Grigny 2 : partir à tout prix

La copropriété de standing imaginée dans les années 1970 est devenue en quatre décennies un haut lieu de misère et de relégation. En cause : les failles des politiques du logement.

Pauline Graulle  • 12 février 2015 abonné·es
Grigny 2 : partir à tout prix
© AFP PHOTO / JOEL ROBINE

La lumière cristalline perce entre les branches des lourds sapins. En ce matin glacial, où le ronronnement lointain du RER couvre par intermittence le chant des oiseaux, Grigny 2 ressemble à une résidence tranquille. Si ce n’était ces panneaux « À vendre ». Un, deux, huit, dix… Sous les balcons débordant d’antennes télé, de linge et de vélos, les affichettes de couleur prolifèrent sur les tours dressées vers le ciel. Vendre et partir. Telle est l’aspiration de bien des habitants de ce grand ensemble qui cumule les superlatifs. La deuxième copropriété d’Europe (en taille), située dans la ville la plus indigente de l’Essonne, accueille aussi la population la plus pauvre de Grigny. Même à La Grande-Borne, cité « chaude » située de l’autre côté de l’A6, le niveau de vie est un peu plus élevé. Un comble pour ce projet immobilier destiné, à sa construction dans les années 1970, à loger pilotes et hôtesses de l’aéroport voisin d’Orly. Du rêve d’acquérir à coût raisonnable un appartement de standing que promettait jadis Grigny 2, ne restent aujourd’hui que les belles façades brunes et blanches. Cinq mille logements plutôt de bonne facture, qui ont vu s’installer une population toujours plus pauvre et bigarrée à partir du milieu des années 1980. Pour devenir un haut lieu de la délinquance et de la misère.

« Gauloise »

Raymonde Rogow est une figure du quartier. Sur le buffet de son appartement, acheté sur plans quarante ans plus tôt, trônent des poupées africaines et les photos de ses petits-enfants. Cette boule d’énergie de 71 ans, communiste depuis toujours, ne compte plus les amis qui sont partis, quitte à brader leur bien : « Aujourd’hui, un cinq-pièces acheté 150 000 euros se vend à moins de 100 000 », évalue-t-elle à la louche. Celle qui fut adjointe au maire chargée du logement connaît Grigny 2 comme sa poche. Elle raconte comment les nouveaux arrivants, trop pauvres pour accéder à une location dans le parc privé – mais paradoxalement pas pour acheter ! –, n’ont eu d’autre choix que de tomber dans le piège du « tous propriétaires ». Attirés par le miel d’agences immobilières sans foi ni loi, qui vantaient les mérites de ces appartements « à 10 euros par jour » en omettant de préciser le coût réel des charges, bien plus élevées qu’ailleurs. Résultat : des impayés en pagaille et une dette pharaonique qui tire toute la « copro » vers le bas : « On n’a plus d’argent pour payer les gardiens d’immeuble ; du coup, les jeunes squattent dans les halls. L’entretien des extérieurs est fait a minima, c’est devenu sale dehors. »

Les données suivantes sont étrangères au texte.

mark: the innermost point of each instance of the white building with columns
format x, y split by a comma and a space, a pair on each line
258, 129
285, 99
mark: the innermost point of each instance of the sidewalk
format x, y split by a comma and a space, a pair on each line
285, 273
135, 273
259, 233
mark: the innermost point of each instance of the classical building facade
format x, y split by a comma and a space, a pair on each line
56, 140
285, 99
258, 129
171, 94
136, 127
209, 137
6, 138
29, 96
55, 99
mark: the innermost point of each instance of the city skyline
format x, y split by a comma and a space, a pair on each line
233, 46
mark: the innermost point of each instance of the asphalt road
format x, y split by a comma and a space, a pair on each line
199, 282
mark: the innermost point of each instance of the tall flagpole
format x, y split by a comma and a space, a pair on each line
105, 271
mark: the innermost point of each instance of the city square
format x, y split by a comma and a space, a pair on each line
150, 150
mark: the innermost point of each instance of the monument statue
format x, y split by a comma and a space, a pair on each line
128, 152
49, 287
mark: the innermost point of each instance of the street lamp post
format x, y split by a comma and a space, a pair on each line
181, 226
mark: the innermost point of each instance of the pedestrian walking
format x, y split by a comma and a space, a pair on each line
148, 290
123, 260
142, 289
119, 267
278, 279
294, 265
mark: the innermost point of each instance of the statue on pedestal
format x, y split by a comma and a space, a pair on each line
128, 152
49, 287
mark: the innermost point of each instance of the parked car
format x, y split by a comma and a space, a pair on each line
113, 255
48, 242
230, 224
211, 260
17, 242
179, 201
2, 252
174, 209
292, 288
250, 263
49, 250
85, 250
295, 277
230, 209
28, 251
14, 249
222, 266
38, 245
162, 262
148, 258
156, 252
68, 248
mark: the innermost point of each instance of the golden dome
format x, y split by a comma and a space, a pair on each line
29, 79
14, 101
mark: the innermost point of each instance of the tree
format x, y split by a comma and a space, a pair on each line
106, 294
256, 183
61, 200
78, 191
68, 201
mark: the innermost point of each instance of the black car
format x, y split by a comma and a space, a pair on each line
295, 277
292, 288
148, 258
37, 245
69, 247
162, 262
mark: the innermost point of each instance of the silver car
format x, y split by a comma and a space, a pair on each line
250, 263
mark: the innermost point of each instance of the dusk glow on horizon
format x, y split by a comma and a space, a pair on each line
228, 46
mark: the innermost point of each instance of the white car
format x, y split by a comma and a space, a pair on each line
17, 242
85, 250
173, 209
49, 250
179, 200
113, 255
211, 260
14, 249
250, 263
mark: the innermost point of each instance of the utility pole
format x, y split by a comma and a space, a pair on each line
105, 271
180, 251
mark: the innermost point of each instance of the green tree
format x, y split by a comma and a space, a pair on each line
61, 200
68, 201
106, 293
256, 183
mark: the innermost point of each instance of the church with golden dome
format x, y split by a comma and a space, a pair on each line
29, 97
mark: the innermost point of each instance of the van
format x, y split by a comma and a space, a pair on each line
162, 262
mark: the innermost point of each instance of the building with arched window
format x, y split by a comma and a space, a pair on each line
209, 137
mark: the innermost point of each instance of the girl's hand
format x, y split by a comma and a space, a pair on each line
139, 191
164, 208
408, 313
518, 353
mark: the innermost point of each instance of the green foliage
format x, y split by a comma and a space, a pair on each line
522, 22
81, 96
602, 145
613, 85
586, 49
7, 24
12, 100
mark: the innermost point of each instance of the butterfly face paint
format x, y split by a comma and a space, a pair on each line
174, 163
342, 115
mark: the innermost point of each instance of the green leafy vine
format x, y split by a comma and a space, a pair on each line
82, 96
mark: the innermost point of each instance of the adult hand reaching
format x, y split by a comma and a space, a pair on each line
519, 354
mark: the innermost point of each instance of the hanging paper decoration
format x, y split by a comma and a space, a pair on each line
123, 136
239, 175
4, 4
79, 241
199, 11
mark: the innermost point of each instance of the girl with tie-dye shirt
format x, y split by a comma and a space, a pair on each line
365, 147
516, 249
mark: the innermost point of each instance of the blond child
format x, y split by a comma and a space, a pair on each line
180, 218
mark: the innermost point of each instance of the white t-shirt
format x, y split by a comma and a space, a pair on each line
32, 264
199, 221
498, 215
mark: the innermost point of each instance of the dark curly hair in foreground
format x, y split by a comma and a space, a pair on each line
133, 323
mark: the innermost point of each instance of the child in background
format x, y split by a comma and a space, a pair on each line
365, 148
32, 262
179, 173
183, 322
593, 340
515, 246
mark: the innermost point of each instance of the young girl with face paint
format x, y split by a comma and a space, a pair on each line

Les zones urbaines sensibles (ZUS) sont ces quartiers « politique de la ville » caractérisés « par la présence de grands ensembles ou de quartiers d’habitat dégradé et par un déséquilibre accentué entre l’habitat et l’emploi ». Leur liste est fixée par décret. Aujourd’hui au nombre de 751, elles rassemblent 4,7 millions d’habitants, soit près de 7,5 % de la population. Le rapport de l’Office national des zones urbaines sensibles de décembre 2013 établit que : - Un jeune sur dix (16 à 29 ans) résidant en ZUS déclare avoir rencontré des difficultés dans ses recherches d’emploi du fait de son quartier de résidence. - Parmi les 18-29 ans scolarisés en France, le taux d’illettrisme y est quatre fois plus élevé qu’au niveau national. - 2/3 des collégiens et lycéens fréquentent un établissement public situé hors de la ZUS mais 3 élèves sur 5 en ZUS s’orientent vers les filières pro. - En 2011, 21 % des élèves entrant en 6e avaient un an de retard en ZUS contre 13 % dans les quartiers environnants. - La part de ménages non imposés est de 60 % en ZUS contre 39 % dans leur agglomération. - 36,5 % de personnes y vivent sous le seuil de pauvreté contre 12,7 % dans le reste du territoire. - La proportion de personnes actives en emploi y est de 45,9 % contre 64 % dans les unités urbaines concernées. - Une ZUS sur 8 n’accueille aucun établissement de santé de proximité. - Les services d’aide à l’enfance et aux handicapés et de soins à domicile y sont moins présents qu’ailleurs.
L’absence de mixité sociale et culturelle joue aussi dans le malaise ambiant : beaucoup d’Africains, certains amenés par les promoteurs immobiliers qui ont diffusé de la pub en quadrichromie jusqu’à Abidjan, se sont regroupés à Grigny 2. Apportant leurs façons de vivre, parfois très éloignées de celles des anciens habitants, Blancs de la classe moyenne, qui ont peu à peu déserté les lieux. « J’ai une amie qui pleurait de s’entendre dire des choses racistes », glisse Raymonde Rogow, pour souligner le drame partagé de ce qu’elle ne répugne pas à qualifier d’ « apartheid ». Une vingtaine de numéros plus bas, sur la même avenue des Sablons, Dominique Blanget cherche ses mots : « Je suis l’une des dernières ‘‘Gauloises’’ du quartier si l’on peut dire. » Ah, le bon temps où les petits commerces existaient à Grigny 2 ! « Il y avait une piscine, des magasins. Aujourd’hui, on n’a plus que le centre commercial et une boucherie halal. » Même les parkings souterrains, vétustes et squattés par les dealers, ont été condamnés.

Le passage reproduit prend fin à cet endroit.